There were rabbis who dissented from the official view. There were also members of the organization who now lined up on Jacobs’ behalf, and decided that if he could not get a United Synagogue job, they would establish an independent body to which he could minister.
At that moment, there was a delicious irony at work. The St John’s Wood synagogue, in north-west London, was about to move to a new building, and its old premises were for sale. Without anyone in the United Synagogue realizing it, the former building was bought for Jacobs, where he set up what became known as the New London synagogue, run in every way on the United Synagogue’s Orthodox lines.
The move enabled Jacobs to serve as an Orthodox rabbi, independent of the chief rabbi.

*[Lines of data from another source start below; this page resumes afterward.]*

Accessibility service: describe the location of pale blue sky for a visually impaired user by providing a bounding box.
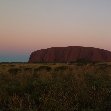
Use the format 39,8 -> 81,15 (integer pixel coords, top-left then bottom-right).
0,0 -> 111,62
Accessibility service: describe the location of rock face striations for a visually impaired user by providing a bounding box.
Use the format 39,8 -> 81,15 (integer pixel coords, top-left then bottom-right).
29,46 -> 111,63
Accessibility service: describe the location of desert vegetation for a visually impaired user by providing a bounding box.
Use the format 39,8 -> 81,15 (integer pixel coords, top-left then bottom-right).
0,62 -> 111,111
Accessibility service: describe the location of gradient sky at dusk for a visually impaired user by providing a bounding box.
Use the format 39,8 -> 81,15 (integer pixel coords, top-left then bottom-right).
0,0 -> 111,62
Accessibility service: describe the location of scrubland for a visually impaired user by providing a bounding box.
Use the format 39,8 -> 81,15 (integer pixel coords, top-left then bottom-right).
0,62 -> 111,111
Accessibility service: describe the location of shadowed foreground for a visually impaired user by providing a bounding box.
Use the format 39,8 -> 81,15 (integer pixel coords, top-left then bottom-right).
0,63 -> 111,111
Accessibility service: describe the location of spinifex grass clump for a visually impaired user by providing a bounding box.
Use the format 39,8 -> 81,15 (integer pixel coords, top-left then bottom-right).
0,63 -> 111,111
37,65 -> 52,71
54,65 -> 69,71
8,68 -> 22,76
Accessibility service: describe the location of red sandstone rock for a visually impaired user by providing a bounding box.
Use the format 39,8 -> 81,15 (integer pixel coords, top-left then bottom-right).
29,46 -> 111,63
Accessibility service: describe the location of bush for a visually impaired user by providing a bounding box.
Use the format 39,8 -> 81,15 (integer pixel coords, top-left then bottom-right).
8,68 -> 22,76
76,59 -> 92,66
54,66 -> 68,71
37,66 -> 52,72
23,68 -> 32,74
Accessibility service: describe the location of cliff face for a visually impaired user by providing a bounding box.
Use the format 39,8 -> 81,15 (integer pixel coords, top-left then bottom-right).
29,46 -> 111,63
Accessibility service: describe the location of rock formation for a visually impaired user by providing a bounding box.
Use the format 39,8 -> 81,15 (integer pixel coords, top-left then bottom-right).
29,46 -> 111,63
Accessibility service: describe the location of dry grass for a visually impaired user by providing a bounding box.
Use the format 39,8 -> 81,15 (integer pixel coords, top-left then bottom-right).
0,62 -> 111,111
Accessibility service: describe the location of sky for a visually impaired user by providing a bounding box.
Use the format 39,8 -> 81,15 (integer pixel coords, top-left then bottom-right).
0,0 -> 111,62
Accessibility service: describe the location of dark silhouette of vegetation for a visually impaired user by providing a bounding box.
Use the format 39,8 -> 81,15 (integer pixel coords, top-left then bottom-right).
54,66 -> 68,71
23,68 -> 33,74
37,66 -> 52,71
8,68 -> 22,76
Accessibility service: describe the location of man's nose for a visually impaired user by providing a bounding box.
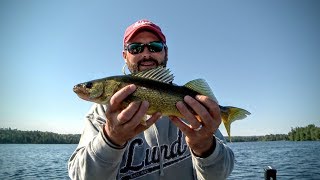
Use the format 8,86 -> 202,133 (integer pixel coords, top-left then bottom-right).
141,46 -> 152,58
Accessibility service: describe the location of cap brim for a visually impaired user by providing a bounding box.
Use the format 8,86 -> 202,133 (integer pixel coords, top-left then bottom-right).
124,25 -> 166,44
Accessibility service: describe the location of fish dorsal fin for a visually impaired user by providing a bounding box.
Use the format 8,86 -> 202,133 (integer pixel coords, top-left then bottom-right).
184,79 -> 218,103
132,66 -> 174,84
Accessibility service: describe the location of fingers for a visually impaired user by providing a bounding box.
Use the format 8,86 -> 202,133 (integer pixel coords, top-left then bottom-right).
104,100 -> 153,146
135,112 -> 162,132
105,87 -> 161,146
117,101 -> 142,125
145,112 -> 162,126
176,100 -> 202,130
104,84 -> 153,145
175,95 -> 221,134
109,84 -> 136,112
121,101 -> 149,129
195,95 -> 222,127
171,95 -> 220,157
185,95 -> 213,125
169,116 -> 194,136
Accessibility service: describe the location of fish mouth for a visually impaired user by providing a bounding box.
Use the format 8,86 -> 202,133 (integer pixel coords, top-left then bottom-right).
73,84 -> 90,101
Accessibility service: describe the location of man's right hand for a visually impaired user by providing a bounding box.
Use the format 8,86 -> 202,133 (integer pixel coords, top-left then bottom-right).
104,84 -> 161,146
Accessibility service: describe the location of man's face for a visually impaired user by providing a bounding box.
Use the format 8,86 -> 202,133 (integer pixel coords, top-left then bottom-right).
123,31 -> 167,73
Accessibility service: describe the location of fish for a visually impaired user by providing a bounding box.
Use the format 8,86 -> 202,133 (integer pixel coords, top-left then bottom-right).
73,66 -> 250,140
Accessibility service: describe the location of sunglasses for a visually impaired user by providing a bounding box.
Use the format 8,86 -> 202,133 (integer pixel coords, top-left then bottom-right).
125,41 -> 166,54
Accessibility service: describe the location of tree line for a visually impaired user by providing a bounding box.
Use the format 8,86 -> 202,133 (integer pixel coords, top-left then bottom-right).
1,124 -> 319,144
0,128 -> 80,144
288,124 -> 320,141
225,124 -> 320,142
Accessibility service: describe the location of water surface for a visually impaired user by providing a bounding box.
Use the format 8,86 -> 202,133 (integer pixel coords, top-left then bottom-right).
0,141 -> 319,179
228,141 -> 320,179
0,144 -> 76,179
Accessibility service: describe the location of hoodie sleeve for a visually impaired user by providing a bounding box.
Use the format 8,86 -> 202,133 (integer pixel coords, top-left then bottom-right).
68,104 -> 127,180
191,130 -> 235,180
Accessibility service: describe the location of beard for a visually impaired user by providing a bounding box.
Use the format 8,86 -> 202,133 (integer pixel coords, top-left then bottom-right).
127,56 -> 168,73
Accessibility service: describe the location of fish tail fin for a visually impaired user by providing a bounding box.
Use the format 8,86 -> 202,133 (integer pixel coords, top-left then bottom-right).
222,119 -> 232,142
220,106 -> 251,142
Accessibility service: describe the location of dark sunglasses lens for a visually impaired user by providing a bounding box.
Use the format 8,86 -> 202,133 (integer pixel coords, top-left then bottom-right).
127,42 -> 164,54
128,43 -> 143,54
148,42 -> 164,52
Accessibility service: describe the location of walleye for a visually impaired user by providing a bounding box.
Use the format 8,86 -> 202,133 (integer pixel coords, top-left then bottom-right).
73,66 -> 250,140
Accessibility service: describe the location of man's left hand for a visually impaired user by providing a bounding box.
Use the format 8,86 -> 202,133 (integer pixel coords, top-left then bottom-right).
169,95 -> 221,157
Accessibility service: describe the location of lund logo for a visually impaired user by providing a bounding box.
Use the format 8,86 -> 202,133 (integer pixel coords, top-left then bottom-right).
120,130 -> 190,179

His services were the same as the ones at New West End had been; he wore the same canonicals. As was the Orthodox (but not the Reform or Liberal) practice, men and women sat separately. He had a choir.
This arrangement served as a happy compromise, and before long the affair died down. In 1967, after a new chief rabbi, Immanuel (later Lord) Jakobovits, was appointed, he and Jacobs met frequently, though Jacobs never returned to his old fold. He did not need to. The New London synagogue had spawned a new movement. Masorti (Hebrew for “tradition”) synagogues were opened in a number of London suburbs and Manchester. They were loosely based on the American Conservative movement, but were much closer to modern – as distinct from fundamental – Orthodoxy. By 2001, there were seven Masorti congregations.

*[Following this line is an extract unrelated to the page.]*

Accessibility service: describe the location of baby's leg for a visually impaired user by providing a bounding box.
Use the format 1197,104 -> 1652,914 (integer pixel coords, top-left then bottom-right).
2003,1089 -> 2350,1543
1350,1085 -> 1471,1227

After the Jacobs Affair, Jacobs also became a visiting professor at Lancaster University and Harvard, and took a doctorate in Hebrew Letters. He was made a CBE in 1990. He stayed in his pulpit until his 81st birthday in 2001; he always said that he was happier in that job than he ever would have been as chief rabbi.

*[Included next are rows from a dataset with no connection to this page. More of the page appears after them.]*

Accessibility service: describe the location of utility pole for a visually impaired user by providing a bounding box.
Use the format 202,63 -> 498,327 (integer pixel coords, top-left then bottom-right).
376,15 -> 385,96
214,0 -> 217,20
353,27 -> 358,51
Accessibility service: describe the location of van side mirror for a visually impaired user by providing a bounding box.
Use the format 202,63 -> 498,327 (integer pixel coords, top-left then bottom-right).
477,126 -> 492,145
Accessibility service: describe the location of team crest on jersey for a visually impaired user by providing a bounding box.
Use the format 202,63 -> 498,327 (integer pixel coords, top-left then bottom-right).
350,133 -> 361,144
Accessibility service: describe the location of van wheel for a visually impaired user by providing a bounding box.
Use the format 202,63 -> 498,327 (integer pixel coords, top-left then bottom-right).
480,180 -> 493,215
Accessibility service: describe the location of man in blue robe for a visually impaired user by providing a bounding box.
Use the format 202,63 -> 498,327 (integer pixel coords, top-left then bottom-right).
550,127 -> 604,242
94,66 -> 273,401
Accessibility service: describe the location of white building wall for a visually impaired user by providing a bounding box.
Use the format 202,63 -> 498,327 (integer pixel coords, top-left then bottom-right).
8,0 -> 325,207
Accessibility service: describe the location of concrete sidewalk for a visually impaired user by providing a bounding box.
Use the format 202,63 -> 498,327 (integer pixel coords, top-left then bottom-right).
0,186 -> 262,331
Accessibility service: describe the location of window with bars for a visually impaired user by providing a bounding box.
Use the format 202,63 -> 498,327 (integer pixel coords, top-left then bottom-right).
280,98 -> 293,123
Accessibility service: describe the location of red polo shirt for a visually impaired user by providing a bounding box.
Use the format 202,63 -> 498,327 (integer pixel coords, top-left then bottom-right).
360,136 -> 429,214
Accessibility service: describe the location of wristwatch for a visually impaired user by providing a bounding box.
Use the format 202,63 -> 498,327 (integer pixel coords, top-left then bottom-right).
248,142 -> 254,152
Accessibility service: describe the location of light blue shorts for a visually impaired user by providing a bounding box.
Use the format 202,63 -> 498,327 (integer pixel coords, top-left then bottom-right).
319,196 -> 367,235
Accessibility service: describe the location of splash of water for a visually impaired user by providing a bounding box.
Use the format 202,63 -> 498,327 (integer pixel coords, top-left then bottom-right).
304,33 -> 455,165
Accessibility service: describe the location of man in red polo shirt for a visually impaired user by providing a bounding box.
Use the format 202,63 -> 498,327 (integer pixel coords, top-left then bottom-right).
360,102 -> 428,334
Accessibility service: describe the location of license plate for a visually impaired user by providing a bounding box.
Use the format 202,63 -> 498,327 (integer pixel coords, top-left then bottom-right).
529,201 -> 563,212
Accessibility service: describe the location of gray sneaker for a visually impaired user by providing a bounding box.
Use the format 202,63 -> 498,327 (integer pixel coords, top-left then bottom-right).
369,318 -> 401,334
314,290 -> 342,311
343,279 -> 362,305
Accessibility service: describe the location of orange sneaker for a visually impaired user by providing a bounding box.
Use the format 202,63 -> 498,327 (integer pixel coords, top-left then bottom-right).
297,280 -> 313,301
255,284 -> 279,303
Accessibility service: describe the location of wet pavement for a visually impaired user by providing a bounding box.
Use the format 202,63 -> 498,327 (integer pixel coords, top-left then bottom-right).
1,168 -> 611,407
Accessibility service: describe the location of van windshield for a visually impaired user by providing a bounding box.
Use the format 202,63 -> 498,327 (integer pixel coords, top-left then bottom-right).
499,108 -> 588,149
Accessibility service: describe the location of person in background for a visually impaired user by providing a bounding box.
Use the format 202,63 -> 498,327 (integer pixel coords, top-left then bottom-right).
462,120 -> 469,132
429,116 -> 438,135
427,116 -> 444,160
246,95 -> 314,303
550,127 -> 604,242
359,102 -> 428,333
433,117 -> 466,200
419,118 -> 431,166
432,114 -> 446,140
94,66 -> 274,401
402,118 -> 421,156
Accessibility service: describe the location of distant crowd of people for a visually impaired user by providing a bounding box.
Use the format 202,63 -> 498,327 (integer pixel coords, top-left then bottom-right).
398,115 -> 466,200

His wife, Shulamit, whom he married in 1947, died last year. He is survived by two sons and a daughter.
Rabbi Jonathan Romain writes: Louis Jacobs was often described as the greatest chief rabbi that British Jewry never had. It reflected the fact that he was the community’s one world-class scholar and a man who lost the chance to be chief rabbi because he put intellectual integrity above religious orthodoxy.
Jacobs’ stand for a mixture of faith and reason inspired thousands of Jews who felt unable to accept religious fundamentalism but still valued their Jewish heritage. It was for this reason that when the Jewish Chronicle conducted a survey to mark the 350th anniversary of the re-admission of the Jews to England in 1656 – and to establish who was “the greatest British Jew” of the last three and a half centuries – Jacobs emerged as the clear winner.
The comments of those who voted for him indicate the power of his appeal: “he combines immense erudition with the ability to inspire … he has shown it is possible to be Orthodox without being superstitious.” They also referred to his humility and grace.
Many described him as important to their own spirituality: his writings “help many of us stay practising believing Jews, where fundamentalist Judaism as expressed by many establishment rabbis would have turned us away from both practice and belief.”
One remarkable testimony declared: “As an Orthodox rabbi, it is a sad state but I have to keep my identity confidential for obvious reasons. Without Rabbi Jacobs’ inspiration I, and I am sure many others, would have lost our sanity having to work within the intellectual boundaries imposed on us. However, I have often recommended Rabbi Jacobs’ books to congregants who share the same doubts as I had. His contribution to Anglo-Jewry is immense and will be recognized for centuries to come. It is good to show my support by a secret ballot.”
Louis Jacobs, rabbi and theologian, born July 17 1920; died July 1 2006.